The raw data from IMU indicates that there are abnormal conditions caused by tilting, vibration, etc., which can easily lead to incorrect recognition results in the traditional threshold-based method. Furthermore, due to the continuous characteristic of motion behaviors, any manual threshold setting is challenging to ensure accurate classification in various conditions. The accuracy of the machine learning-based vehicle motion behavior recognition method proposed is improved from 93.6% to 99.0% compared to the traditional method, and the recognition results are more continuous and reliable. When the number of available signals does not meet the minimum requirement, although the cumulative error varies at different positions under different combinations of base stations, adding positioning constraint equations based on behavior recognition results can reduce the positioning error from 17.2% to 38.3% compared with the traditional method. Compared to the traditional method, the results of the MLMRC method further decrease error accumulation, enabling accurate context awareness to improve positioning performance.

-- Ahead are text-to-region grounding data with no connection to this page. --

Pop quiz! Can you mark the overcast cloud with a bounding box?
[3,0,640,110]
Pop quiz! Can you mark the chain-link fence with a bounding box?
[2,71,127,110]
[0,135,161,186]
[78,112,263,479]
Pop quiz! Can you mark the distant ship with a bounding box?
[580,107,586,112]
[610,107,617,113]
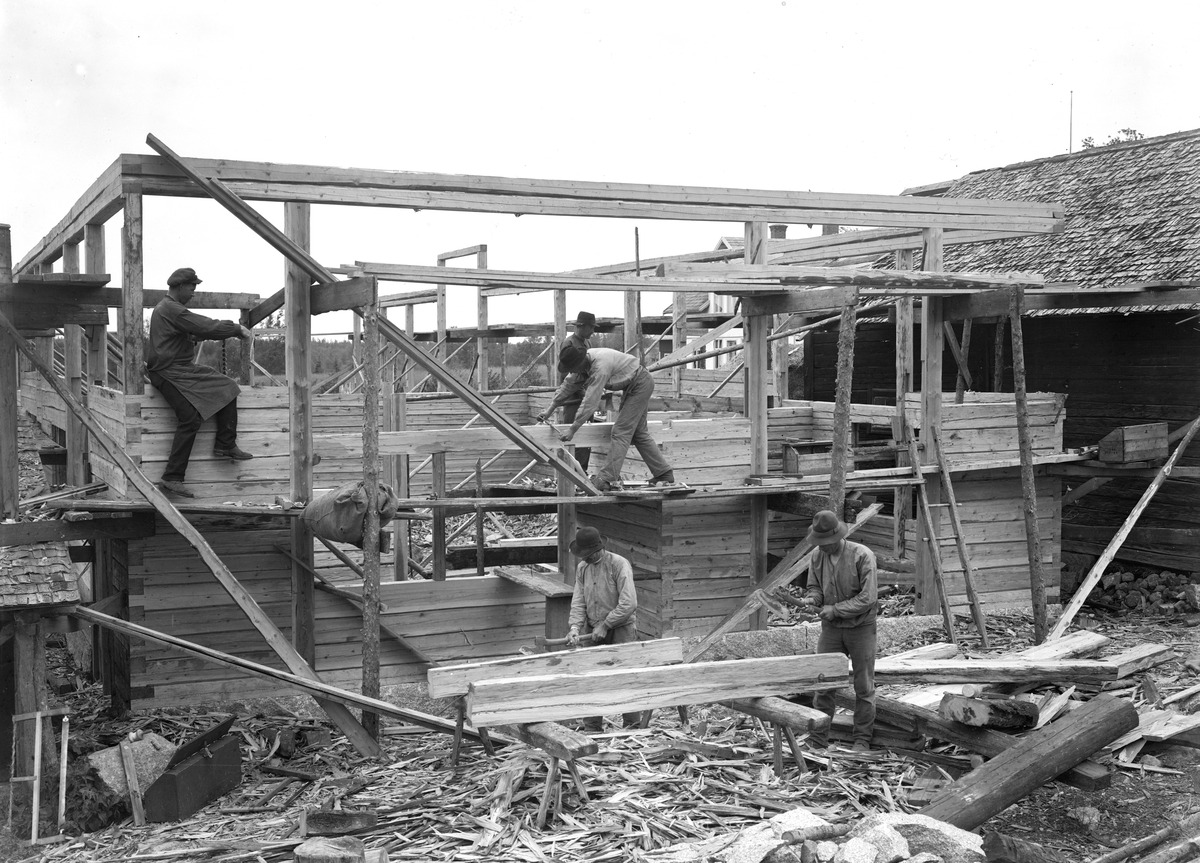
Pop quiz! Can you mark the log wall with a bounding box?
[126,513,547,709]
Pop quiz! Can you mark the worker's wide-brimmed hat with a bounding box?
[806,510,848,546]
[569,526,605,557]
[167,267,203,288]
[558,342,588,375]
[574,311,597,327]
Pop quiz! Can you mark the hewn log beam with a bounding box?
[466,653,849,726]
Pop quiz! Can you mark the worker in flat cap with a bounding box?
[536,311,597,471]
[799,509,879,751]
[540,342,674,492]
[566,526,641,730]
[145,268,254,497]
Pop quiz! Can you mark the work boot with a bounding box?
[213,446,254,460]
[851,740,871,752]
[649,470,675,486]
[589,475,619,492]
[157,479,195,498]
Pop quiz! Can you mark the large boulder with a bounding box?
[850,813,984,863]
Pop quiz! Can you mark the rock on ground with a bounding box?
[84,732,175,799]
[850,812,984,863]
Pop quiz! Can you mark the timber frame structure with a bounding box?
[6,134,1190,752]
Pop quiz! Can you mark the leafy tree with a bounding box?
[1081,128,1144,150]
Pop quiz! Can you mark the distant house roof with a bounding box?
[661,291,712,316]
[0,542,79,609]
[933,128,1200,297]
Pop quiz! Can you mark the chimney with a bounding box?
[769,224,787,239]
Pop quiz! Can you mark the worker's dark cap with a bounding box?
[569,526,605,557]
[557,343,589,375]
[805,510,848,546]
[167,267,202,288]
[574,311,596,327]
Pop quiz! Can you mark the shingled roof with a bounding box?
[0,542,79,609]
[935,128,1200,290]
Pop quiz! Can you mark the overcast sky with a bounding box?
[2,1,1197,336]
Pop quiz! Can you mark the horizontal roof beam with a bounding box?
[117,153,1061,216]
[128,176,1065,231]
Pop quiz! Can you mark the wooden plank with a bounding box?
[427,638,685,699]
[493,567,574,598]
[466,652,849,726]
[117,153,1061,217]
[360,290,382,738]
[874,648,1174,685]
[311,275,376,315]
[0,513,155,545]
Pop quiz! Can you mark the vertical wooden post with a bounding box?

The MLMRC method does not need to adjust the hardware in the existing integration positioning system, and is easy to deploy and conducive to engineering applications. To improve further its performance, future research is needed on how to achieve “learning and training simultaneously” to enable user terminals to adapt quickly to changes in various conditions (such as changes in device installation position), providing better perception and positioning performances for autonomous vehicles. Furthermore, there will be ambiguities in vehicle motion behaviors when facing unexpected weather (such as rainy or snowy days) or sudden obstacles (like a vehicle appearing in front of a car), and detailed motion behavior classifications should be studied for safety.